VMware SRM authentication – What changed
Site Recovery Manager is VMware’s well knows disaster recovery orchestrator software that has been around for many years now. This product keeps getting better and better at every release but some of the shiny new features often steal the spotlight of other less known, under-the-hood improvements. The authentication mechanism of SRM was one of those when version 6 came out. Although we can’t say it is new anymore, it is still relevant to talk about it to understand how it used to work and how it works now.
VMware SRM Versions Comparison
In previous versions, all communications between SRM ⬄ vCenter and SRM ⬄ SRM were authenticated either by public key certificates or stored credentials which you chose during the installation process. Certificate based auth is obviously the recommended method but not everyone has an in-house certificate authority and public CAs no longer issue certificates with internal server names since November 1, 2015, so credential based was the default.

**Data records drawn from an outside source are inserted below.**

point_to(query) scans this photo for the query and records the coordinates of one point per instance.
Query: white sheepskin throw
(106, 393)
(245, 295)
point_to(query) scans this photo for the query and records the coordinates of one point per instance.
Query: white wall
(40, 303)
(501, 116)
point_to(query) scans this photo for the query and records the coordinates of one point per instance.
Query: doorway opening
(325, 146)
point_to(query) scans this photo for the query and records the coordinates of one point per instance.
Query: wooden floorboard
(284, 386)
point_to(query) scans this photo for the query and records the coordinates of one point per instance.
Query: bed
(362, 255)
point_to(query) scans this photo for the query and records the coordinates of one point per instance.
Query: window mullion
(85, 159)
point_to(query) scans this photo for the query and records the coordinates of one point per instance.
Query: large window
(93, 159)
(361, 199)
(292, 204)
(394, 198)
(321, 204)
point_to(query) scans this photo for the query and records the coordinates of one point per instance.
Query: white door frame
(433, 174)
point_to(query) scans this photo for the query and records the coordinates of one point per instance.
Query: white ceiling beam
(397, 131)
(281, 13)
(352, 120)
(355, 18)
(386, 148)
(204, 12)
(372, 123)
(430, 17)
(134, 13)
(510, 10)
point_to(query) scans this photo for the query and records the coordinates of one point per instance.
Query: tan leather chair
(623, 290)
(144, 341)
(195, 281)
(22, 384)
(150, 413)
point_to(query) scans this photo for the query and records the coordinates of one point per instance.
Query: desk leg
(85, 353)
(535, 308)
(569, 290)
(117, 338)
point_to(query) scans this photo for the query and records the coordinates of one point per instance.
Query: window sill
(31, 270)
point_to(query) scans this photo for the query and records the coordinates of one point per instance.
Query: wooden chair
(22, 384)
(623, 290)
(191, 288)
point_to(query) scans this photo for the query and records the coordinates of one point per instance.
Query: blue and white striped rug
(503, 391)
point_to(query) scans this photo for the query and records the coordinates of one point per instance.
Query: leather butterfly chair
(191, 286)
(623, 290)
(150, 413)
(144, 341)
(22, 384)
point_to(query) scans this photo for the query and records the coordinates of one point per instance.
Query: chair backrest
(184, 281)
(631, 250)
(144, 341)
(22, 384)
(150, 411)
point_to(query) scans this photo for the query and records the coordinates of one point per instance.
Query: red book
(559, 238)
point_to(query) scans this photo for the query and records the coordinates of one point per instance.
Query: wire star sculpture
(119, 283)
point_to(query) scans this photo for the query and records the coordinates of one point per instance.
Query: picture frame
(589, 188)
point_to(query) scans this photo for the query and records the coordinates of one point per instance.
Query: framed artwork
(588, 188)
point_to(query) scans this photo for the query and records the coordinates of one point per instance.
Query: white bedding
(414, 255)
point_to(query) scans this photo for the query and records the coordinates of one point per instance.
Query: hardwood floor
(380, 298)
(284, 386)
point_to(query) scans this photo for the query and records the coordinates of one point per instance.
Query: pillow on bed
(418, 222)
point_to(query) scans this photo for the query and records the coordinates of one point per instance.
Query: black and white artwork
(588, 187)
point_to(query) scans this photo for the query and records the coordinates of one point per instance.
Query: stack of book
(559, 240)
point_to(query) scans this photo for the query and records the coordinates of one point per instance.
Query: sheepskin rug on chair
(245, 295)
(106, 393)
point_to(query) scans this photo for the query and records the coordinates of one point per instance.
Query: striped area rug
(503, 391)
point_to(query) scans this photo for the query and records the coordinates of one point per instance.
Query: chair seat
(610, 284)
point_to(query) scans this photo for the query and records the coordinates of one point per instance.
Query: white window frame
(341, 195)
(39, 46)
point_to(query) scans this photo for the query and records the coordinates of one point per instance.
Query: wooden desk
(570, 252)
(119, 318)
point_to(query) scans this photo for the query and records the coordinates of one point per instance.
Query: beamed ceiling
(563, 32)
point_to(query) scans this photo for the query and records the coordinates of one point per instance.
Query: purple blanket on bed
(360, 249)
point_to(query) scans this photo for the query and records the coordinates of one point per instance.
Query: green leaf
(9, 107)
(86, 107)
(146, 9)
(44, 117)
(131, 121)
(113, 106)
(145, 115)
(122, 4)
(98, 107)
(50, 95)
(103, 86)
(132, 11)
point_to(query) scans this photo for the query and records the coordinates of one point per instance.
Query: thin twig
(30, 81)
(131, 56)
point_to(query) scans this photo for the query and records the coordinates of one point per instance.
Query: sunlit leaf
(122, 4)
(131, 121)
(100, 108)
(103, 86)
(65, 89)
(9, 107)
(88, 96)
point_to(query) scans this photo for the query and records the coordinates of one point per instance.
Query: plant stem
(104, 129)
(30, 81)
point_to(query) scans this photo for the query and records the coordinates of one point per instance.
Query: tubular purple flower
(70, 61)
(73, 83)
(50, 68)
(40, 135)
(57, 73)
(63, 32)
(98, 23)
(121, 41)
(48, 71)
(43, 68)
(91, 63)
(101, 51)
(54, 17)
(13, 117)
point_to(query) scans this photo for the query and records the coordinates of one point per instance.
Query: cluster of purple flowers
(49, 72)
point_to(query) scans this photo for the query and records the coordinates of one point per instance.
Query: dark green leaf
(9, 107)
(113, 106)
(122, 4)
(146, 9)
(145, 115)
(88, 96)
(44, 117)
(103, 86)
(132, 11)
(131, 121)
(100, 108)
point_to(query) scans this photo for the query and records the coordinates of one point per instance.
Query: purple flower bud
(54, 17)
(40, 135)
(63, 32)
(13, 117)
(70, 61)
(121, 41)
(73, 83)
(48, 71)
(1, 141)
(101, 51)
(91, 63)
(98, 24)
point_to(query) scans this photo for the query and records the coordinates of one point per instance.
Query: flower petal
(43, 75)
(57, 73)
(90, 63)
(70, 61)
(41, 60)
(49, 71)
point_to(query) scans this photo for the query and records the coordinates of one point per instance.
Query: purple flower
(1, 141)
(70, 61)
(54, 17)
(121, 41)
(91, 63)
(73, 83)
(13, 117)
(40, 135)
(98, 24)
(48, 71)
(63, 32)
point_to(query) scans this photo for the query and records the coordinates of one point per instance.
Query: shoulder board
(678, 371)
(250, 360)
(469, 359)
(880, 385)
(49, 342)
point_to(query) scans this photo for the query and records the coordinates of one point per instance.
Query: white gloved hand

Anyway, when using certificate based authentication, because it was used to communicate with both vCenter and the other SRM instance, the requirements for the certificate was pretty strict and could make it complicated to implement.
In version 6.0, VMware integrated SRM in vCenter SSO which led to simplified and cleaner communication between the components. Rather than using certificates or credentials, Site Recovery Manager now leverages solution users to establish secure communications with external services like PSC and vCenter Server.
The solution user is generated by SRM during the installation process and is tied to said SRM instance. The installer assigns a private key and a certificate to the solution user and registers it in vCenter Single Sign-On. Note that you can see the solution user under the SSO page of the vCenter web client. Do not attempt to change anything on it, it is strictly reserved for internal use.
Unless you are using Enhanced Linked Mode, when pairing two sites, SRM will create another solution user to authenticate communications with the remote SRM instance.
Site Recovery Manager still requires an SSL/TLS certificate for use as the endpoint certificate for all TLS connections established to Site Recovery Manager. The certificate can be either self-generated or a custom one from your internal PKI. The good thing is that all the changes mentioned above participated in relaxed requirements in the certificate signing request.
Certificate error: Failed to connect to vCenter Server
Quick shout about an error I encountered not too long ago while installing SRM.
Failed to connect to vCenter Server at https://vCenter_FQDN:443/sdk. Reason:
com.vmware.vim.vmomi.core.exception CertificateValidationException: Server certificate chain is not trusted and thumbprint doesn’t match.”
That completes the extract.